Der britische Premierminister hatte zuvor angekündigt, zusätzlich mehrere Tausend Flüchtlinge aus Syrien in Großbritannien aufnehmen zu wollen. Eine genaue Zahl nannte er nicht. Eine Sprecherin des Flüchtlingshilfswerks der Vereinten Nationen sprach von 4.000 Menschen, was die britische Regierung aber nicht bestätigte. 

Bislang kamen etwa 5.000 Bürgerkriegsopfer aus Syrien nach Großbritannien. "Großbritannien hat eine moralische Verantwortung, Flüchtlingen zu helfen. Wir werden mehr tun", versprach Cameron. Am Mittwoch hatte der Premierminister noch gesagt, es sei keine Lösung, "einfach mehr und mehr" Menschen aufzunehmen. Verschiedene Länder, darunter auch Deutschland, hatten deshalb die Regierung in London kritisiert.
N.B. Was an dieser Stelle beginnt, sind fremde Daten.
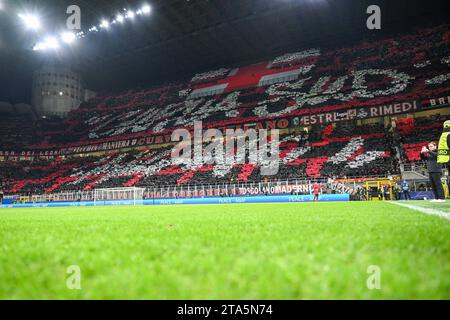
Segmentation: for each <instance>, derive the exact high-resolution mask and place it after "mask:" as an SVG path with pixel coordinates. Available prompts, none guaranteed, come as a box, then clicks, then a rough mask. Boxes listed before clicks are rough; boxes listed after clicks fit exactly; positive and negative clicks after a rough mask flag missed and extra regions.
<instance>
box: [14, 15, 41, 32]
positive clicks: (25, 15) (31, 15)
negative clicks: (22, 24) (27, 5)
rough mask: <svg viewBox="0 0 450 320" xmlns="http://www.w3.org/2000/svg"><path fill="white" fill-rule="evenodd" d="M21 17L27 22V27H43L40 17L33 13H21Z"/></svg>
mask: <svg viewBox="0 0 450 320" xmlns="http://www.w3.org/2000/svg"><path fill="white" fill-rule="evenodd" d="M19 18H20V19H21V20H22V21H23V23H24V24H25V27H26V28H27V29H32V30H39V29H40V28H41V22H40V21H39V18H38V17H37V16H35V15H32V14H19Z"/></svg>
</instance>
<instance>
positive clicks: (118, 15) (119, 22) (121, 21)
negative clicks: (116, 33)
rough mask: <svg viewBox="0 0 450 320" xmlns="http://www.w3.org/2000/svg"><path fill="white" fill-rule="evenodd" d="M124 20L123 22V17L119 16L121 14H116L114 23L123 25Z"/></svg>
mask: <svg viewBox="0 0 450 320" xmlns="http://www.w3.org/2000/svg"><path fill="white" fill-rule="evenodd" d="M124 20H125V19H124V17H123V15H121V14H118V15H117V17H116V21H117V22H119V23H123V21H124Z"/></svg>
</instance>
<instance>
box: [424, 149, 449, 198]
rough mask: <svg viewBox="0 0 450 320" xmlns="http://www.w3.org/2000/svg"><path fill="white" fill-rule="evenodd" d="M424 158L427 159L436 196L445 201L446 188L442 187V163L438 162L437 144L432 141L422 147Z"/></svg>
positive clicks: (430, 175) (432, 183) (438, 197)
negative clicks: (445, 189) (437, 162)
mask: <svg viewBox="0 0 450 320" xmlns="http://www.w3.org/2000/svg"><path fill="white" fill-rule="evenodd" d="M421 157H422V159H424V160H426V161H427V170H428V173H429V175H430V183H431V188H432V189H433V193H434V198H435V199H436V200H437V201H445V195H444V188H443V187H442V182H441V178H442V165H441V164H439V163H437V157H438V154H437V145H436V143H435V142H430V143H429V144H428V148H427V147H423V148H422V152H421Z"/></svg>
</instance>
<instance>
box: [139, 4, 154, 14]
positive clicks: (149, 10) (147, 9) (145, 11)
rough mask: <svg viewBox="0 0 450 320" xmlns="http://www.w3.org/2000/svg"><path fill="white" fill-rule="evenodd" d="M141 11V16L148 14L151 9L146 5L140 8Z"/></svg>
mask: <svg viewBox="0 0 450 320" xmlns="http://www.w3.org/2000/svg"><path fill="white" fill-rule="evenodd" d="M141 11H142V13H143V14H150V12H151V11H152V7H150V6H149V5H148V4H146V5H144V6H143V7H142V9H141Z"/></svg>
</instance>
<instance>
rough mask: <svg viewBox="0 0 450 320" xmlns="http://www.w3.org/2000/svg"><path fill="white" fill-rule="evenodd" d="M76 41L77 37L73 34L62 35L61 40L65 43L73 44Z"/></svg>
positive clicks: (75, 35)
mask: <svg viewBox="0 0 450 320" xmlns="http://www.w3.org/2000/svg"><path fill="white" fill-rule="evenodd" d="M76 39H77V37H76V35H75V34H73V33H72V32H63V33H62V34H61V40H62V42H64V43H67V44H72V43H74V42H75V40H76Z"/></svg>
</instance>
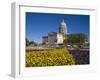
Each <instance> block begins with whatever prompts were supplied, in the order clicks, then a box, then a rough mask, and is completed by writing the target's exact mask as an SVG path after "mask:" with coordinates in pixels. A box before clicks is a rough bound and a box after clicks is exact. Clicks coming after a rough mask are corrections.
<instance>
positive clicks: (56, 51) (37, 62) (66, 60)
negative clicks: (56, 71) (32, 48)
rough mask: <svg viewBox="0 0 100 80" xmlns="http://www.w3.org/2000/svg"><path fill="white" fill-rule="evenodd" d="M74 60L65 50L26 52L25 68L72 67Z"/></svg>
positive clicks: (47, 50) (72, 56)
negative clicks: (34, 67) (25, 62)
mask: <svg viewBox="0 0 100 80" xmlns="http://www.w3.org/2000/svg"><path fill="white" fill-rule="evenodd" d="M74 64H75V60H74V58H73V56H72V55H71V54H70V53H69V52H68V50H67V49H66V48H62V49H52V50H40V51H26V67H39V66H61V65H74Z"/></svg>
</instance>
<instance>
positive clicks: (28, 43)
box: [26, 38, 37, 46]
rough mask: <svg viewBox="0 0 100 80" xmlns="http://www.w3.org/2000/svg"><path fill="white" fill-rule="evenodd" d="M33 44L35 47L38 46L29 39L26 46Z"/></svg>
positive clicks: (36, 43)
mask: <svg viewBox="0 0 100 80" xmlns="http://www.w3.org/2000/svg"><path fill="white" fill-rule="evenodd" d="M31 44H33V45H34V46H37V43H36V42H35V41H29V40H28V38H26V46H29V45H31Z"/></svg>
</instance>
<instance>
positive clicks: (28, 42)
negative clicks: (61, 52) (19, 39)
mask: <svg viewBox="0 0 100 80" xmlns="http://www.w3.org/2000/svg"><path fill="white" fill-rule="evenodd" d="M28 45H29V40H28V38H26V46H28Z"/></svg>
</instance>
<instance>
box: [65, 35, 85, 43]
mask: <svg viewBox="0 0 100 80" xmlns="http://www.w3.org/2000/svg"><path fill="white" fill-rule="evenodd" d="M66 36H67V39H65V41H64V44H67V43H72V44H76V43H84V42H85V41H86V40H87V36H86V34H84V33H77V34H76V33H75V34H74V33H73V34H68V35H66Z"/></svg>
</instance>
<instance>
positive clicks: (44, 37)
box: [42, 20, 68, 46]
mask: <svg viewBox="0 0 100 80" xmlns="http://www.w3.org/2000/svg"><path fill="white" fill-rule="evenodd" d="M65 34H68V33H67V25H66V23H65V21H64V20H62V21H61V23H60V26H59V32H49V33H48V36H43V37H42V43H43V44H44V45H49V46H53V45H60V44H63V42H64V40H65V36H64V35H65Z"/></svg>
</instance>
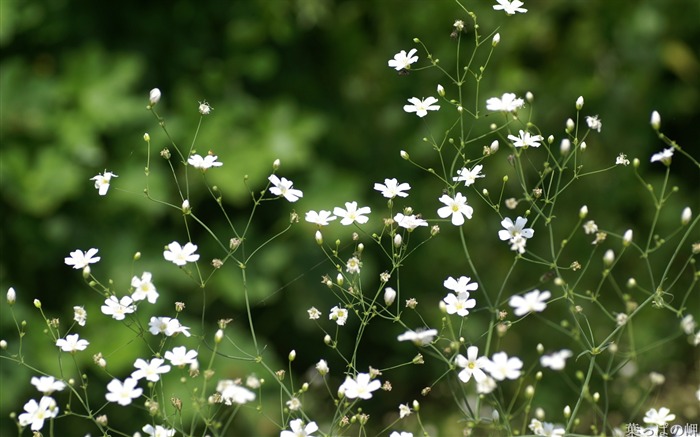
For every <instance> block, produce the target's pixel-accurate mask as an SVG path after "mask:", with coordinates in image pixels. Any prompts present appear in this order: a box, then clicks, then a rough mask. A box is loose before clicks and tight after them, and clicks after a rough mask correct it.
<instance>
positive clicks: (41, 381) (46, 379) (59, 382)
mask: <svg viewBox="0 0 700 437" xmlns="http://www.w3.org/2000/svg"><path fill="white" fill-rule="evenodd" d="M30 382H31V383H32V385H33V386H34V387H36V389H37V390H39V392H40V393H43V394H44V395H46V396H48V395H50V394H51V393H53V392H55V391H62V390H63V389H64V388H66V383H65V382H63V381H59V380H57V379H56V378H54V377H53V376H39V377H36V376H32V379H31V381H30Z"/></svg>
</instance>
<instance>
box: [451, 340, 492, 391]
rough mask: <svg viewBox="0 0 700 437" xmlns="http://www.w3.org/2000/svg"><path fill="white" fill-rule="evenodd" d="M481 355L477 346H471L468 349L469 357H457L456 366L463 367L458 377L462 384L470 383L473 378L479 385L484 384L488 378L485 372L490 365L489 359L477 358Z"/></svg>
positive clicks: (468, 355) (458, 355) (456, 358)
mask: <svg viewBox="0 0 700 437" xmlns="http://www.w3.org/2000/svg"><path fill="white" fill-rule="evenodd" d="M478 355H479V348H478V347H476V346H469V347H468V348H467V357H466V358H465V357H464V355H462V354H457V356H456V357H455V364H457V366H459V367H462V368H463V369H462V370H461V371H460V372H459V374H458V375H457V376H458V377H459V379H460V380H461V381H462V382H469V380H470V379H471V377H472V376H473V377H474V380H475V381H476V382H477V383H480V382H483V381H484V380H485V379H486V378H487V376H486V373H484V370H482V369H486V368H487V367H488V365H489V359H488V358H486V357H477V356H478Z"/></svg>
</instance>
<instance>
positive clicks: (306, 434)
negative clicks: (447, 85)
mask: <svg viewBox="0 0 700 437" xmlns="http://www.w3.org/2000/svg"><path fill="white" fill-rule="evenodd" d="M389 62H391V61H389ZM289 428H290V429H291V431H287V430H284V431H282V432H281V433H280V437H313V433H315V432H316V431H318V425H316V422H309V423H308V424H307V425H304V421H303V420H302V419H294V420H292V421H290V422H289Z"/></svg>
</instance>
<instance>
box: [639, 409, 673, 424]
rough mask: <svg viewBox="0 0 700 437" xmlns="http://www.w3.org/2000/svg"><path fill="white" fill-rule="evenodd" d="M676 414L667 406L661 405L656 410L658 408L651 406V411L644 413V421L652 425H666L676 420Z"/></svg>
mask: <svg viewBox="0 0 700 437" xmlns="http://www.w3.org/2000/svg"><path fill="white" fill-rule="evenodd" d="M675 419H676V415H675V414H671V410H669V409H668V408H666V407H661V408H659V409H658V411H657V410H656V408H651V409H650V410H649V411H647V412H646V414H645V415H644V419H642V420H644V423H648V424H650V425H657V426H664V425H666V424H667V423H668V422H670V421H672V420H675Z"/></svg>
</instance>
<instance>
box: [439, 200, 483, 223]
mask: <svg viewBox="0 0 700 437" xmlns="http://www.w3.org/2000/svg"><path fill="white" fill-rule="evenodd" d="M438 200H440V202H442V203H444V204H445V206H443V207H441V208H440V209H438V215H439V216H440V217H441V218H447V217H449V216H450V215H452V224H453V225H455V226H461V225H463V224H464V218H465V217H466V218H468V219H471V218H472V213H473V212H474V208H472V207H471V206H469V205H467V198H466V197H465V196H464V195H462V193H457V194H455V197H454V198H452V197H450V196H448V195H447V194H443V195H442V196H441V197H440V199H438Z"/></svg>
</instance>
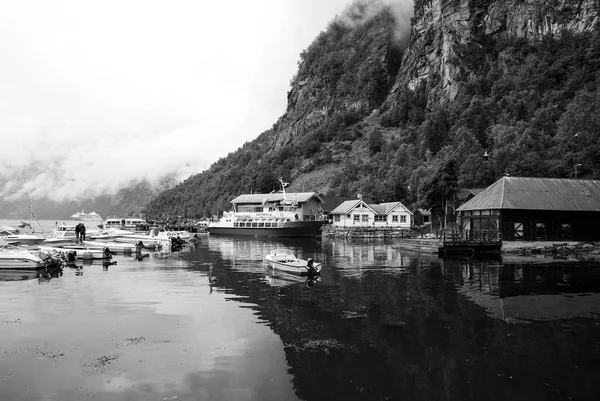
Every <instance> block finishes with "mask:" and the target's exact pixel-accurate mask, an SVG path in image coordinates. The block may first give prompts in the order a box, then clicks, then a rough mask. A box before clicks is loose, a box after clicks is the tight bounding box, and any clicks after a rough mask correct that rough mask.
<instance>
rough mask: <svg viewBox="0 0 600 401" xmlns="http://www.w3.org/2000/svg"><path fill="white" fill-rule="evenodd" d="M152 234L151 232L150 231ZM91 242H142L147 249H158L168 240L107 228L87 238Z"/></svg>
mask: <svg viewBox="0 0 600 401" xmlns="http://www.w3.org/2000/svg"><path fill="white" fill-rule="evenodd" d="M150 233H152V231H150ZM89 239H90V240H91V241H102V242H105V241H112V242H125V243H134V244H137V243H138V242H140V241H141V242H142V244H143V245H144V246H145V247H146V248H149V249H155V248H159V247H160V246H161V245H162V244H163V243H166V244H168V241H169V239H168V238H167V237H166V236H165V237H162V236H159V237H155V236H151V235H149V234H143V233H134V232H132V231H128V230H121V229H118V228H107V229H104V230H100V231H99V232H98V233H96V234H92V235H90V236H89Z"/></svg>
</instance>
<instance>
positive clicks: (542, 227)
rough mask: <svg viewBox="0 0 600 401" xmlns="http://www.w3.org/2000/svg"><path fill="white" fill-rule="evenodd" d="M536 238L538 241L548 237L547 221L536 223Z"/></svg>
mask: <svg viewBox="0 0 600 401" xmlns="http://www.w3.org/2000/svg"><path fill="white" fill-rule="evenodd" d="M535 239H536V240H538V241H539V240H545V239H546V223H535Z"/></svg>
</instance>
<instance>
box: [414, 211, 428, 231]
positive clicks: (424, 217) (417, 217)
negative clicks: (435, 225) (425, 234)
mask: <svg viewBox="0 0 600 401" xmlns="http://www.w3.org/2000/svg"><path fill="white" fill-rule="evenodd" d="M414 221H415V226H416V227H422V226H431V210H430V209H427V210H425V209H417V210H416V211H415V213H414Z"/></svg>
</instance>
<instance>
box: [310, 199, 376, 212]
mask: <svg viewBox="0 0 600 401" xmlns="http://www.w3.org/2000/svg"><path fill="white" fill-rule="evenodd" d="M320 197H321V199H322V200H323V203H322V204H321V208H322V209H323V212H325V213H330V212H331V211H332V210H334V209H335V208H337V207H338V206H339V205H341V204H342V203H343V202H345V201H349V200H354V201H355V200H358V199H360V198H357V197H356V196H328V195H320ZM362 200H364V201H365V202H367V204H371V203H373V200H371V199H370V198H368V197H363V198H362Z"/></svg>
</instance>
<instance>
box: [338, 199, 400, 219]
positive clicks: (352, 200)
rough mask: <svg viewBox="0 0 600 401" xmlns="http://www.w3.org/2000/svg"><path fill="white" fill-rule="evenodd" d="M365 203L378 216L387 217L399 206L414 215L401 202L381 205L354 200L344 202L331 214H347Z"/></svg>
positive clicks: (359, 200)
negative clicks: (358, 204)
mask: <svg viewBox="0 0 600 401" xmlns="http://www.w3.org/2000/svg"><path fill="white" fill-rule="evenodd" d="M361 202H362V203H363V204H364V205H365V206H367V207H368V208H370V209H371V210H373V212H374V213H375V214H378V215H386V214H388V213H390V212H392V211H393V210H395V209H397V208H398V206H400V207H402V208H403V209H404V210H406V211H407V212H408V213H410V214H412V213H411V212H410V211H409V210H408V209H407V208H406V207H405V206H404V205H403V204H402V203H401V202H387V203H379V204H368V203H366V202H365V201H364V200H362V199H354V200H349V201H345V202H342V204H340V205H339V206H338V207H336V208H335V209H333V210H332V211H331V214H347V213H348V212H350V211H351V210H352V209H354V208H356V207H357V206H358V204H359V203H361Z"/></svg>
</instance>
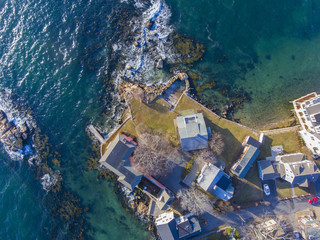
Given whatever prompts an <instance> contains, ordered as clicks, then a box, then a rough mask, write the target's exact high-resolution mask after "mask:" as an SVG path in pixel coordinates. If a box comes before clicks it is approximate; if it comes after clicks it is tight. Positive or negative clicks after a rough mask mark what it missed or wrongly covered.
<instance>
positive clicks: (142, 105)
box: [130, 98, 179, 145]
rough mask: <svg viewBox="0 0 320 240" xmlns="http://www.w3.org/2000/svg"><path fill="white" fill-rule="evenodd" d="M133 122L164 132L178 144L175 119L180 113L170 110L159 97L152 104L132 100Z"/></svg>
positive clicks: (148, 127)
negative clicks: (174, 121)
mask: <svg viewBox="0 0 320 240" xmlns="http://www.w3.org/2000/svg"><path fill="white" fill-rule="evenodd" d="M130 106H131V110H132V115H133V122H134V124H135V125H136V126H137V125H139V124H143V125H145V126H146V127H148V128H149V129H151V130H152V131H154V132H157V133H161V134H164V135H165V136H167V137H168V138H169V139H170V141H171V142H172V143H173V144H175V145H178V143H179V142H178V139H177V136H176V133H175V128H174V124H173V120H174V119H176V118H177V116H178V114H176V113H175V112H170V111H169V108H168V105H167V104H166V103H164V102H163V99H161V98H158V99H156V100H155V101H154V102H152V103H151V104H145V103H143V102H140V101H138V100H136V99H134V98H132V100H131V101H130Z"/></svg>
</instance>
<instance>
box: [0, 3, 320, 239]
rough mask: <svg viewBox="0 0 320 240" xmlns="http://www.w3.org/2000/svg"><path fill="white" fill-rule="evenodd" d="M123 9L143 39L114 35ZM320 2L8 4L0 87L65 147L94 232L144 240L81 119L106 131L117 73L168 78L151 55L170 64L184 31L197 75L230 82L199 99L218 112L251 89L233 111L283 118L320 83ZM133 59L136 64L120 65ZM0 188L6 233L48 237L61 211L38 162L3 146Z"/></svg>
mask: <svg viewBox="0 0 320 240" xmlns="http://www.w3.org/2000/svg"><path fill="white" fill-rule="evenodd" d="M120 6H127V8H126V9H129V10H130V11H128V16H130V17H131V16H132V18H131V19H132V21H131V25H130V29H131V31H133V32H134V33H135V34H134V35H135V36H134V37H136V36H137V35H140V36H142V39H141V41H142V42H145V43H147V44H143V47H142V48H134V47H133V45H132V42H129V44H126V43H127V42H126V41H127V40H128V39H129V40H132V39H131V38H129V37H132V36H130V35H125V34H124V35H121V34H120V35H119V31H121V30H122V28H121V27H119V28H118V26H115V25H112V24H111V22H112V21H110V19H109V16H110V14H111V13H112V11H116V10H117V9H119V7H120ZM319 11H320V10H319V3H318V2H316V1H308V0H305V1H267V2H266V1H262V0H257V1H245V2H244V1H232V0H230V1H227V0H225V1H222V0H221V1H209V0H200V1H187V0H166V1H160V0H150V1H149V0H140V1H138V0H137V1H133V0H128V1H125V0H123V1H103V0H97V1H90V0H87V1H80V0H64V1H59V2H55V1H45V0H30V1H27V0H23V1H17V0H6V1H1V2H0V40H1V44H0V88H5V89H10V90H11V91H12V93H13V94H14V95H15V96H20V97H17V102H18V103H19V102H21V104H25V105H27V106H28V107H30V108H31V109H32V111H33V116H34V119H35V120H36V122H37V125H38V126H39V128H41V129H42V131H43V132H44V133H45V134H47V135H48V136H49V137H50V144H51V145H52V149H53V150H54V151H58V152H59V153H60V154H61V159H60V160H61V169H60V170H61V173H62V176H63V181H65V182H66V184H67V185H68V186H69V187H70V188H71V189H72V190H73V191H74V192H76V193H77V194H78V195H79V196H80V198H81V199H82V203H83V206H86V205H88V206H90V211H89V212H88V213H86V217H87V220H88V223H89V224H90V228H89V230H88V231H87V234H88V236H90V237H92V238H93V239H149V238H151V235H150V234H149V233H148V232H147V231H146V230H145V229H144V227H143V226H142V224H141V223H139V222H137V221H136V220H135V219H134V218H133V216H131V215H130V214H129V213H127V212H126V211H125V210H124V209H123V208H122V207H121V204H120V203H119V202H118V198H117V196H116V195H115V193H114V192H113V185H112V183H109V182H107V181H103V182H101V181H98V179H97V173H96V172H95V171H87V170H86V164H87V160H88V158H89V155H90V152H91V150H92V149H91V141H90V139H89V138H88V137H87V135H86V133H85V127H86V126H87V125H88V124H90V123H93V124H96V125H100V126H103V127H105V129H106V130H108V129H109V128H110V125H111V124H110V123H112V122H114V120H115V119H116V116H117V114H118V113H119V109H121V108H119V109H118V110H117V109H116V106H118V104H119V103H118V98H117V95H116V93H115V92H114V90H113V89H114V88H113V86H112V83H114V84H115V85H116V84H117V83H119V81H120V77H123V78H128V79H133V80H135V81H138V82H145V83H148V84H150V83H152V82H157V83H159V82H163V81H165V80H166V79H167V77H168V76H169V74H168V73H166V72H165V71H155V70H154V68H153V65H154V64H153V60H154V58H155V57H159V56H160V57H162V58H165V59H166V61H168V62H170V61H171V62H174V61H175V59H176V56H174V53H173V52H172V49H171V48H170V47H171V42H170V40H169V39H168V35H169V34H170V33H172V32H173V31H178V32H180V33H184V34H187V35H188V36H190V37H192V38H194V39H197V40H200V41H201V42H203V43H204V44H205V46H206V49H207V52H206V54H205V55H204V57H203V60H202V61H200V62H198V63H195V64H194V65H193V66H192V67H190V66H189V67H190V68H191V70H192V71H194V72H197V73H198V74H201V76H202V80H200V81H199V82H196V83H195V84H196V85H202V84H204V83H208V82H210V81H213V80H214V81H215V82H216V83H217V85H219V86H222V87H226V88H228V89H229V93H224V94H223V93H222V92H221V91H219V89H216V88H207V89H204V90H203V91H202V92H200V93H198V94H199V95H200V97H201V98H202V100H203V101H207V102H208V103H210V104H212V105H214V106H215V107H217V108H221V109H222V108H223V107H224V106H225V104H227V103H228V101H229V100H230V98H231V97H232V94H233V93H234V92H239V93H243V92H245V93H247V94H248V95H249V96H250V98H251V102H250V103H246V104H245V105H244V108H243V109H241V110H240V111H238V112H236V114H235V117H236V118H238V119H239V120H240V121H241V122H242V123H245V124H248V125H250V126H256V127H259V126H261V125H263V124H265V123H267V122H270V121H279V120H281V119H284V118H288V117H290V108H291V106H290V104H289V101H290V100H293V99H295V98H296V97H299V96H300V95H302V94H305V93H308V92H310V91H314V90H315V91H316V90H318V89H319V87H320V82H319V81H318V79H317V77H318V74H319V69H320V68H319V65H320V62H319V55H318V52H319V50H320V49H319V48H320V35H319V27H320V14H319V13H320V12H319ZM120 13H121V11H120ZM134 13H135V14H134ZM113 16H114V17H116V18H118V19H121V18H122V17H123V16H122V15H121V14H118V15H113ZM149 18H154V19H155V22H156V25H155V31H156V34H153V35H151V34H150V33H148V32H146V30H145V27H144V23H145V21H146V20H147V19H149ZM113 22H114V21H113ZM113 28H114V29H115V30H114V29H113ZM124 29H125V27H124ZM148 34H149V35H148ZM119 36H127V37H128V39H121V38H118V37H119ZM151 37H153V38H154V40H153V43H154V44H150V43H149V41H148V40H147V38H151ZM126 64H130V65H132V66H131V67H132V70H139V71H129V72H128V71H124V69H125V68H126ZM114 65H116V66H118V68H117V67H114ZM111 66H112V67H111ZM153 74H154V75H155V76H156V77H155V78H153V77H152V76H153ZM106 79H108V82H107V83H106V82H105V80H106ZM106 95H107V96H108V97H106ZM0 107H1V106H0ZM112 117H113V118H112ZM0 192H1V194H0V206H1V207H0V218H1V220H2V225H1V227H0V239H48V232H50V229H52V226H54V225H55V224H56V220H55V219H54V218H52V217H51V216H50V214H49V211H50V209H49V207H48V206H46V205H45V203H44V199H45V197H46V193H45V191H43V190H42V189H41V185H40V183H39V182H38V181H37V180H35V179H34V174H33V171H32V168H31V167H30V166H29V165H28V164H27V163H26V162H21V161H13V159H11V158H10V156H9V155H8V154H7V153H6V152H5V150H4V149H3V148H2V147H0Z"/></svg>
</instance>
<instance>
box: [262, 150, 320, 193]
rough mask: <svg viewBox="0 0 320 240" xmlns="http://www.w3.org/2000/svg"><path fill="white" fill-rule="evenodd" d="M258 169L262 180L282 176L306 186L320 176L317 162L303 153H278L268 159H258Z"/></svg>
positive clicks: (293, 181)
mask: <svg viewBox="0 0 320 240" xmlns="http://www.w3.org/2000/svg"><path fill="white" fill-rule="evenodd" d="M258 171H259V176H260V178H261V179H262V180H271V179H276V178H282V179H283V180H286V181H287V182H289V183H290V184H292V185H294V184H298V185H300V186H305V187H308V186H309V184H310V183H311V182H315V181H317V180H318V178H319V176H320V170H319V168H318V166H317V164H316V163H315V162H313V161H309V160H305V159H304V154H302V153H293V154H284V155H277V156H275V157H273V158H269V159H268V160H262V161H258Z"/></svg>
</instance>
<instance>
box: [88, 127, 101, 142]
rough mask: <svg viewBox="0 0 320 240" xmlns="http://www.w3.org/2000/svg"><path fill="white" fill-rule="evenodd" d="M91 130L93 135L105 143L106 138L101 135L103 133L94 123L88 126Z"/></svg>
mask: <svg viewBox="0 0 320 240" xmlns="http://www.w3.org/2000/svg"><path fill="white" fill-rule="evenodd" d="M88 129H89V131H90V132H91V133H92V134H93V136H94V137H95V138H96V139H97V140H98V141H99V142H100V143H101V144H103V143H104V142H105V140H104V138H103V137H102V136H101V134H100V133H99V132H98V130H97V129H95V127H94V126H93V125H89V126H88Z"/></svg>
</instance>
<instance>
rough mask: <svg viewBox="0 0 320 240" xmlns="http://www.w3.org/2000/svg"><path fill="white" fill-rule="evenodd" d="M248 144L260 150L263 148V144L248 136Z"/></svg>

Auslöser für das Umdenken Camerons war wohl das Bild des dreijährigen Ailan Kurdi, der tot am Strand des türkischen Badeorts Bodrum gefunden worden war. Das Foto war auf vielen Titelseiten britischer Zeitungen gedruckt worden. Als Vater fühle er sich "tief bewegt" vom Anblick des toten Jungen am Strand, sagte Cameron.

Die Zusage der britischen Regierung, mehr Menschen aufzunehmen, richtet sich ausschließlich an Syrer, die noch nicht in Europa sind. Nur Menschen aus den Flüchtlingslagern in syrischen Nachbarstaaten sollen aufgenommen werden. Wie genau die Flüchtlinge von dort nach Großbritannien gelangen sollen, ist noch nicht bekannt.